Vittorio Cecchi Gori: “Mi misero la cocaina in casa, a mia insaputa”

Pubblicato il 23 Marzo 2012 - 10:05 OLTRE 6 MESI FA

Vittorio Cecchi Gori (Lapresse)

ROMA – “Mi hanno incastrato mettendomi la cocaina in casa, a mia insaputa”. Vittorio Cecchi Gori si confessa con Malcom Pagani del Fatto Quotidiano. In una lunga intervista si difende dalle accuse che l’hanno portato al fallimento, fino a un’insinuazione pesante sulla morte di Carlo Bernasconi, socio di Berlusconi implicato nel processo Mills.

Pagani chiede: Cecchi Gori, il giudice che si occupò del fallimento della Fiorentina è stato condannato a 15 anni.

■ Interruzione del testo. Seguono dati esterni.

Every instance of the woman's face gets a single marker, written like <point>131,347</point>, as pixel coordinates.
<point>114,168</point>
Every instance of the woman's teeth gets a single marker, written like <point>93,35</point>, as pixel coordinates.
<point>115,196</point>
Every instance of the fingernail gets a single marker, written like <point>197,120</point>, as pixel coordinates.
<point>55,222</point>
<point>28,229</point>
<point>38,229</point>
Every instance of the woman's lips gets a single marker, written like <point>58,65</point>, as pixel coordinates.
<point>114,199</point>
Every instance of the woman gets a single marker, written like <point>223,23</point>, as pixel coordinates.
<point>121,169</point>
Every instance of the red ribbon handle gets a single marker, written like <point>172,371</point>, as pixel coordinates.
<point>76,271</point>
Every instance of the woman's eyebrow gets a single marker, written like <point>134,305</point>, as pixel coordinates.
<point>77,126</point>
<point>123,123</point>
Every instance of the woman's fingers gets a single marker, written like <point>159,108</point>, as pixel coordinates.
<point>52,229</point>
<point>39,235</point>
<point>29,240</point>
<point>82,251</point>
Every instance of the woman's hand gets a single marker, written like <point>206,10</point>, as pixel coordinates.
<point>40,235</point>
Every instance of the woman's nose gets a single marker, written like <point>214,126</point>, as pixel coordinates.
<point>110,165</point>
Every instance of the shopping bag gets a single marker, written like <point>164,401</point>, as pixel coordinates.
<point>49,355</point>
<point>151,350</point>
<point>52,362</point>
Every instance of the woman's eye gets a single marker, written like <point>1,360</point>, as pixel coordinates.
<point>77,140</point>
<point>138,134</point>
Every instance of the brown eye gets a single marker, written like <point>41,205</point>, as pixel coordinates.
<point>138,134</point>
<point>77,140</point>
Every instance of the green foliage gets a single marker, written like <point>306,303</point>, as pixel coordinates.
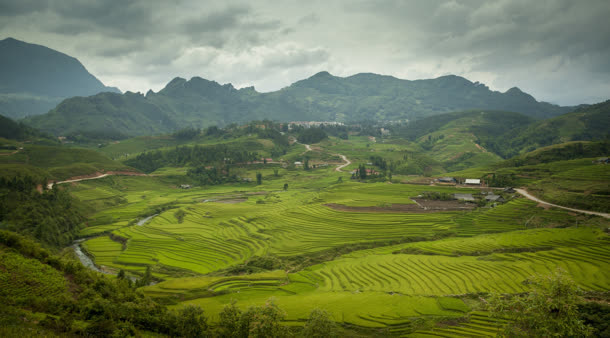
<point>549,310</point>
<point>190,133</point>
<point>67,291</point>
<point>312,135</point>
<point>596,315</point>
<point>179,214</point>
<point>319,325</point>
<point>194,156</point>
<point>191,322</point>
<point>437,196</point>
<point>211,176</point>
<point>49,216</point>
<point>588,123</point>
<point>256,321</point>
<point>322,97</point>
<point>18,131</point>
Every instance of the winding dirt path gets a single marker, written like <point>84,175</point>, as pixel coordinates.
<point>347,162</point>
<point>535,199</point>
<point>50,185</point>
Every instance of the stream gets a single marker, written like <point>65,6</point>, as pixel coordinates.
<point>144,220</point>
<point>87,262</point>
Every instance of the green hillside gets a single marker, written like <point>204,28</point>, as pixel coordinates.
<point>10,129</point>
<point>322,97</point>
<point>565,174</point>
<point>36,78</point>
<point>60,162</point>
<point>587,123</point>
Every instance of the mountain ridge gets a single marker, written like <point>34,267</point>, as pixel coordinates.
<point>200,102</point>
<point>35,78</point>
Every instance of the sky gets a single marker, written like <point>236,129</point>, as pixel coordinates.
<point>557,51</point>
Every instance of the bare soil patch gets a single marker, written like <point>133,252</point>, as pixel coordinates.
<point>421,206</point>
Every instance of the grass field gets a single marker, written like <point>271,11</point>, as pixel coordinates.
<point>379,271</point>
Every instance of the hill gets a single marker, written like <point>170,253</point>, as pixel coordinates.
<point>587,123</point>
<point>322,97</point>
<point>35,78</point>
<point>10,129</point>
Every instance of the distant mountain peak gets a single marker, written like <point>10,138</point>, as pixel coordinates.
<point>47,75</point>
<point>514,90</point>
<point>322,74</point>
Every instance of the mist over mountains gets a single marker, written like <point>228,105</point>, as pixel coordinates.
<point>34,79</point>
<point>323,97</point>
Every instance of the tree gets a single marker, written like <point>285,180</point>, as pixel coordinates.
<point>262,321</point>
<point>319,325</point>
<point>229,320</point>
<point>550,309</point>
<point>146,279</point>
<point>191,322</point>
<point>259,178</point>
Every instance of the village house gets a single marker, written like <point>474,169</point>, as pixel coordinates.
<point>494,198</point>
<point>464,197</point>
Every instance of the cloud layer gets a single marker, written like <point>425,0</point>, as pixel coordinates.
<point>559,51</point>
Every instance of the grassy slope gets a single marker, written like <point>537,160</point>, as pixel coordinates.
<point>587,123</point>
<point>61,162</point>
<point>558,174</point>
<point>215,235</point>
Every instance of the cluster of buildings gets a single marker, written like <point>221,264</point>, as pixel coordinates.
<point>309,124</point>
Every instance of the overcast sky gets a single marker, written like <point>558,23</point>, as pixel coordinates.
<point>558,51</point>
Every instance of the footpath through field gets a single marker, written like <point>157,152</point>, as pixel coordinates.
<point>535,199</point>
<point>50,185</point>
<point>347,162</point>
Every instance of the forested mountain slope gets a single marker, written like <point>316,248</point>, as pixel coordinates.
<point>34,79</point>
<point>322,97</point>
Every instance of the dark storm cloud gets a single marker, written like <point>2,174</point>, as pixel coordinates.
<point>556,50</point>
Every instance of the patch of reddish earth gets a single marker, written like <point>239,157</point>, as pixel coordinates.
<point>421,206</point>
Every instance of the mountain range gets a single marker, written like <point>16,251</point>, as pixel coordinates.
<point>34,79</point>
<point>323,97</point>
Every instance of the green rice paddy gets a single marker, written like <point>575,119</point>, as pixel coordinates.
<point>370,270</point>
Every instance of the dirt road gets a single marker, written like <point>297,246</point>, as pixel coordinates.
<point>535,199</point>
<point>347,162</point>
<point>50,185</point>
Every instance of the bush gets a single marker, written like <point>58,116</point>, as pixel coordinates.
<point>550,309</point>
<point>319,325</point>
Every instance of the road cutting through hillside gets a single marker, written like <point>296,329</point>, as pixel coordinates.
<point>50,185</point>
<point>347,162</point>
<point>535,199</point>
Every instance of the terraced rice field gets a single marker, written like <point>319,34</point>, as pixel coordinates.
<point>479,324</point>
<point>440,275</point>
<point>420,265</point>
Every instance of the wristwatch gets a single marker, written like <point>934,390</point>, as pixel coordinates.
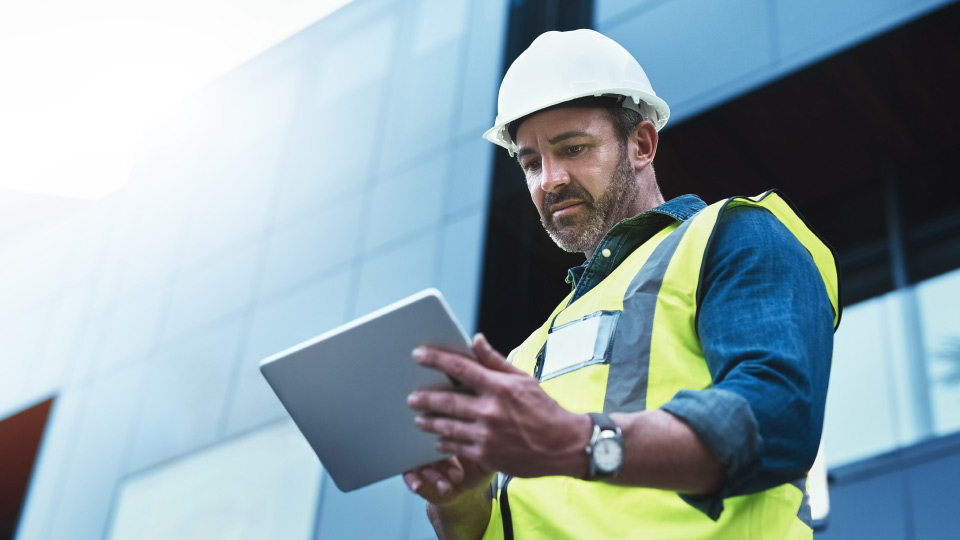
<point>605,450</point>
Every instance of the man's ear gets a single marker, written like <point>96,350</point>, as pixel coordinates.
<point>643,147</point>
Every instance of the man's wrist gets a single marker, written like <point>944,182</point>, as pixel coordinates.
<point>576,462</point>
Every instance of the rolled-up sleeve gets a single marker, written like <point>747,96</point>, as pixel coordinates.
<point>766,328</point>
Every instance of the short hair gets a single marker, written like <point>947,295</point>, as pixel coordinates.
<point>623,119</point>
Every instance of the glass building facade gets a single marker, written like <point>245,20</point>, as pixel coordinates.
<point>338,172</point>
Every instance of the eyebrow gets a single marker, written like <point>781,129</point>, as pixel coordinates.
<point>559,138</point>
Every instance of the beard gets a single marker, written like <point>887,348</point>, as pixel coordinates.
<point>585,229</point>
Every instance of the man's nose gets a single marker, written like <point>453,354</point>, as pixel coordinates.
<point>554,176</point>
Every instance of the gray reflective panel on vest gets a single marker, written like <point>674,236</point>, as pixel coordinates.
<point>630,359</point>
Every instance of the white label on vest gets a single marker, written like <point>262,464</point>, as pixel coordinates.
<point>578,343</point>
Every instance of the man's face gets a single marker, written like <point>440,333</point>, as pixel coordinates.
<point>578,174</point>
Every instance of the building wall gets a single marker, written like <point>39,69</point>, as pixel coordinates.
<point>700,54</point>
<point>338,172</point>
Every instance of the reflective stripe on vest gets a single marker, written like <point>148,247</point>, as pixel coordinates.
<point>647,349</point>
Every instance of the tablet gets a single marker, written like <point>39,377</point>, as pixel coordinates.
<point>346,389</point>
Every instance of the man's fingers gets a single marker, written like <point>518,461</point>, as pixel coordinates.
<point>490,358</point>
<point>446,427</point>
<point>444,402</point>
<point>436,480</point>
<point>461,368</point>
<point>452,469</point>
<point>413,481</point>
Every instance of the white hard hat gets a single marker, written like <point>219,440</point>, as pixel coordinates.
<point>563,66</point>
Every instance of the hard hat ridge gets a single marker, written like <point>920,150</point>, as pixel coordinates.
<point>559,67</point>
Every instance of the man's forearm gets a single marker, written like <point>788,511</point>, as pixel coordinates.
<point>663,452</point>
<point>660,451</point>
<point>464,520</point>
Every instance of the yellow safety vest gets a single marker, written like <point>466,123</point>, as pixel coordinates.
<point>657,284</point>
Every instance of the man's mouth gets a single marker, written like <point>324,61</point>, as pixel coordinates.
<point>564,208</point>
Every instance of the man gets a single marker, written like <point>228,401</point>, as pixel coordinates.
<point>678,391</point>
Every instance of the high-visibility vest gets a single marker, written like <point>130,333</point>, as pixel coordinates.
<point>654,288</point>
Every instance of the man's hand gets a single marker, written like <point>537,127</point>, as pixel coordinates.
<point>506,423</point>
<point>445,482</point>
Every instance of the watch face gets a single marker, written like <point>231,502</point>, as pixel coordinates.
<point>607,454</point>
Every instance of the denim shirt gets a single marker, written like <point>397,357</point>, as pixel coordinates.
<point>766,329</point>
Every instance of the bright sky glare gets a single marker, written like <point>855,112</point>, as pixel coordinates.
<point>79,81</point>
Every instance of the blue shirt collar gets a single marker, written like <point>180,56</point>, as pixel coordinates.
<point>624,237</point>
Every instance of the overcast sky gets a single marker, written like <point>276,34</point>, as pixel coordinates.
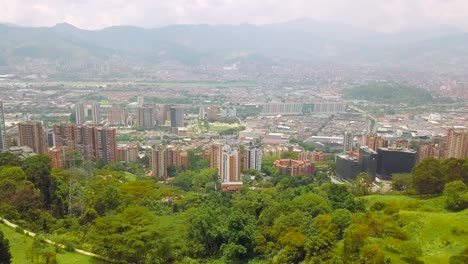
<point>381,15</point>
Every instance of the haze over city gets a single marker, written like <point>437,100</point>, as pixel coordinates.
<point>384,16</point>
<point>223,131</point>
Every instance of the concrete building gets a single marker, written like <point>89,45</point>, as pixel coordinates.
<point>430,150</point>
<point>96,112</point>
<point>31,134</point>
<point>456,143</point>
<point>230,165</point>
<point>252,157</point>
<point>117,116</point>
<point>282,109</point>
<point>391,161</point>
<point>147,116</point>
<point>105,144</point>
<point>348,142</point>
<point>328,107</point>
<point>346,167</point>
<point>79,113</point>
<point>312,156</point>
<point>92,142</point>
<point>374,141</point>
<point>158,162</point>
<point>177,117</point>
<point>294,167</point>
<point>368,161</point>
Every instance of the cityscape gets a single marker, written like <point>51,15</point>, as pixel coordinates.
<point>233,132</point>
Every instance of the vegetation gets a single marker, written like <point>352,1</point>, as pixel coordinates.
<point>5,255</point>
<point>300,219</point>
<point>388,93</point>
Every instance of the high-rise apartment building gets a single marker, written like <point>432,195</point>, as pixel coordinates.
<point>348,141</point>
<point>31,134</point>
<point>215,152</point>
<point>177,117</point>
<point>3,139</point>
<point>230,165</point>
<point>96,112</point>
<point>147,116</point>
<point>91,141</point>
<point>117,116</point>
<point>158,162</point>
<point>456,144</point>
<point>105,144</point>
<point>252,157</point>
<point>374,141</point>
<point>79,113</point>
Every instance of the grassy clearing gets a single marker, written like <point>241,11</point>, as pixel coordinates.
<point>439,233</point>
<point>19,244</point>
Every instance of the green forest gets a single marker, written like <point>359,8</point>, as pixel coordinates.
<point>388,93</point>
<point>125,217</point>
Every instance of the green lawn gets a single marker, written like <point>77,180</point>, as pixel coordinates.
<point>20,243</point>
<point>440,233</point>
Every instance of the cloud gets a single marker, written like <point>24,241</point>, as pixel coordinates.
<point>383,15</point>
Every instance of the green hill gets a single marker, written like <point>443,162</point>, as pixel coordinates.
<point>438,233</point>
<point>19,244</point>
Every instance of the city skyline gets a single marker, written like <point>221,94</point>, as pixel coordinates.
<point>388,16</point>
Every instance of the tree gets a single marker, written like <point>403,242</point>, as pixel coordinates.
<point>5,255</point>
<point>37,169</point>
<point>455,196</point>
<point>402,182</point>
<point>428,177</point>
<point>342,219</point>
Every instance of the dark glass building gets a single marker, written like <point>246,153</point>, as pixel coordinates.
<point>368,161</point>
<point>396,160</point>
<point>347,168</point>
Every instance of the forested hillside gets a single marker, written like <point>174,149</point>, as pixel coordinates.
<point>121,214</point>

“Si chiama Puliga. Era accusato di corruzione, peculato, abuso d’ufficio, falso, interesse privato in procedure concorsuali e concorso in bancarotta. Interdetto per sempre dai pubblici uffici. Fagocitò la Fiorentina e mi mandò in malora. Le basta? Avevo ragione e ho fatto ricorso alla Corte europea dei diritti dell’uomo. Lì forse mi ascolteranno e forse avrò finalmente un po’ di giustizia. Poi quel che sarà sarà”.

La politica di oggi?

“Noia e disinteresse. Ma Berlusconi non tornerà. Ci scopriamo più sporchi e adesso tutti mi danno ragione. È la peggiore offesa che mi potessero fare. All’epoca eseguii le direttive. Ero l’imprenditore prestato alla politica, non il contrario, come nel disegno berlusconiano. Non ho mai dato una lira a nessuno. Sesso, soldi facili, droga, che lezione ci ha lasciato la politica?”.

La droga la trovarono anche da lei.

“Una barzelletta. Sapendo che sarei stato perquisito secondo lei, nella cassaforte e in bella vista avrei lasciato 4 grammi di cocaina? Ma non scherziamo. Se l’avessi usata non giocherei a tennis tutte le mattine. Ce la misero. E poi, a cagnara mediatica tramontata, in silenzio, mi assolsero”.

Con Berlusconi parla mai?

“Sa chi è davvero Berlusconi? Il giorno del funerale di mio padre Mario, Silvio scrisse una bella lettera, venne al funerale e sostenne persino la bara. La mattina dopo, chiuse d’imperio le società Penta che avevamo costruito insieme. Però. Le racconto una storia. Un giorno mi telefona Bernasconi, mio caro amico, capo di Retitalia, l’uomo che nel processo Mills secondo l’accusa pagò l’avvocato inglese. Siamo nel 2001. Mi disse: “Sono ricoverato al San Raffaele, ma non mi curano”. Era disperato. Contatto immediatamente Berlusconi: “Guarda che l’amico Carlo non sta bene”. Lo trasferirono al Niguarda e gli misero un cuore elettrico. Dopo tre giorni morì”.

Cosa vuole dire?

“Niente di particolare. Mi spiegate cosa è successo realmente a Bernasconi?”.